他方で、「じゃあ人間には何の強みもないのか?」と言われれば、そんなこともないんじゃないでしょうか。というのも、
- AIは「驚き」や「ユーモア」などのニュアンスを捉えにくいので、本当に芯を食ったアイデアを出すのはおそらく人間のほうが上手い。
- AIは過去のデータに依存しているので、「これまで誰も考えたことがないアイデア」を生み出すのは難しい。
ってあたりはあるんじゃないでしょうか。まぁこれらの「強み」は、あくまで創造性が全人類の上位約10%に当てはまる人にしか適用できないので、ほとんどの人には「AIの力を借りたほうがいいんじゃない?」って感じになるんでしょうが。
また、「人間はクリエイティブでAIに勝てない!」って事実は2024年にも報告(R)されてまして、こちらはヒューストン大学とライス大学の研究チームが行ったもの。全部で5つの実験を行って、参加者に3つの異なる条件でアイデアを出すように指示したんだそうな。
- ChatGPTを使う
- Google検索を使う
- 何も使わずに自力で考える
その後、一般参加者(同じ被験者グループ内の評価者)とビジネス経験5年以上の専門家によって、集まったアイデアを評価させたところ、
- ChatGPTを使ったアイデアは、どちらの評価者からも「より創造的」と評価された!
みたいな結論だったらしい。こちらも「AIの方が確実に良いアイデアを出せるよー」って結論でして、人類としてはなかなか悲しい感じが漂うわけです。
でもって、この研究でも、AIの創造性ってのは「異なる概念をうまく組み合わせる能力」によるものだと指摘されているのが大きなポイントっすね。たとえば、日常的な問題に対するアイデアを考える際、人間はどうしても「過去の経験」や「一般的な発想」に縛られちゃうんだけど、上でも見た通り、AIは膨大なデータをもとに、異なる分野の概念を組み合わせるのが得意ですからね。つまり、iPhoneみたいに「過去に存在したいろんな技術を組み合わせて新しいものを作る」みたいなタスクについては、AIのほうが格段に得意だってことになりましょう。

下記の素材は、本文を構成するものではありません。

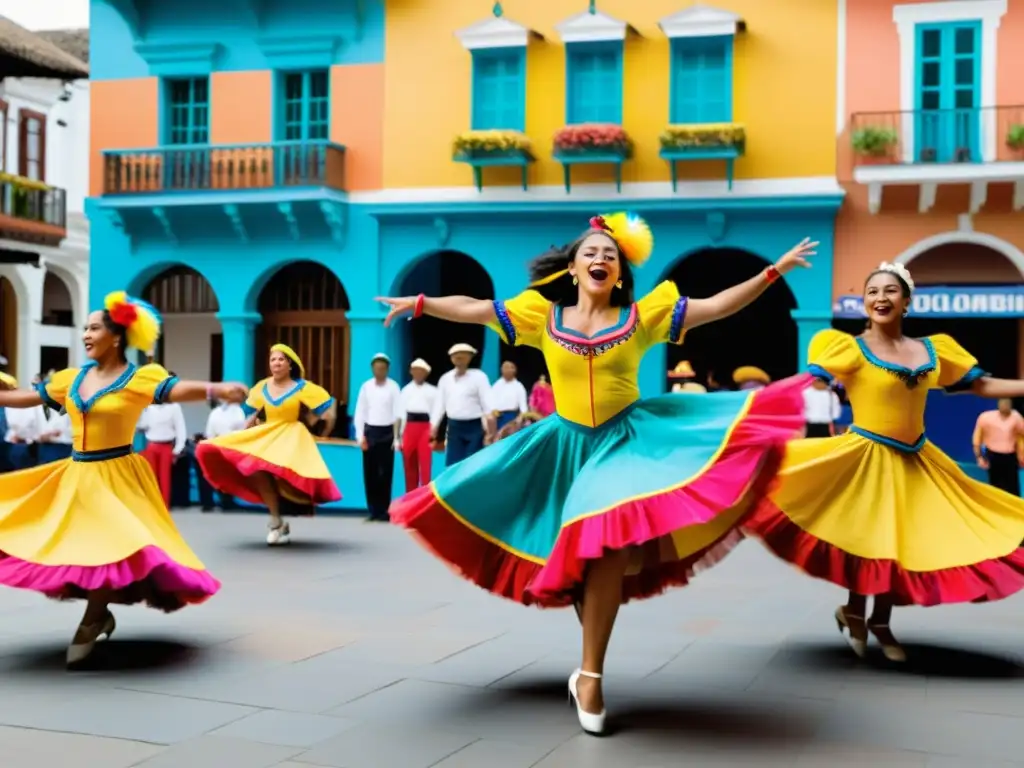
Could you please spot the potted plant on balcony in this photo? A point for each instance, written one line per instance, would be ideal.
(875, 144)
(593, 139)
(491, 144)
(701, 138)
(1015, 138)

というと、「創造性でも負けたら人類の敗北だ!」みたいな気分になる人もいるかもですが、個人的には、これらの研究は「AIをうまく活用して、人間の創造性を高める方向で考えた方がいいっしょ!」てのを示唆してるものだと考えております。これは前にもちょっと触れた話ですけど、上の2つのデータってのは、AIを受け身の姿勢で使うんじゃなくて、創造性のサポート装置として使うぶんにはかなり有用であることも示してますんで。
たとえば、具体的な使い方としては、
- 「ひとりブレスト」の「相棒」として使う:これまでの研究では、集団で行うブレインストーミングってのは、逆に創造性を下げる方向に働くことがわかっている。これは、人前でアイデアを発表するのに緊張したり、大勢でネタ出しをすることで手抜きが発生するのが原因だとされる。しかし、AIを相手にしたブレストであればこの問題を解決できるし、既存の思考パターンに縛られる問題も解決しやすくなる。
私が実際にやってる使い方だと、
1)本を書く時とかに、まずは自分のアイデアを3〜5個書き出す(「序章にマサイ族の逸話を置いて、そこからタンパク質の摂取量問題につなげては?」みたいな)→
2)ChatGPTに「他に良い導入の展開はない?」と尋ねて、発想のバリエーションを増やす→
3)「このアイデアをもっと面白くできる?」「関連する斬新なアイデアは?」みたいに尋ねて、さらにバリエーションを増やす。→
4)最後は直感で選別するか、出たアイデアを組み直す。
みたいにやってることが多いですね。まぁこれでAIが出たアイデアを実際に採用するケースってほぼないんだけど、発想の足がかりにはなるし、なによりも手を動かすことで別のアイデアが出やすくなるのが大きいなーと感じております。
みたいなものが考えられるでしょう。私の場合はブレスト用に使うことが多いですが、人によっては「このアイデアの実現が難しいポイントは?」「このアイデアをもっと魅力的にするには?」「もっと面白くできる?」みたいに尋ねて批評サポートに使うのもありでしょう。とにかく、AIってのは「アイデアの種を増やす」「視点を広げる」「フィードバックをもらう」ために活用するぶんには、人間の創造性を上げる方向に働いてくれますんで、そこらへんに留意しながら付き合っていくといいんじゃないでしょうか。
などと書いてたら、1つの質問への回答だけでだいぶ長文になったので今回はこのへんで。【イベント質問のお答えシリーズ】はまだまだ続きまして、次回もAI編をお送りします。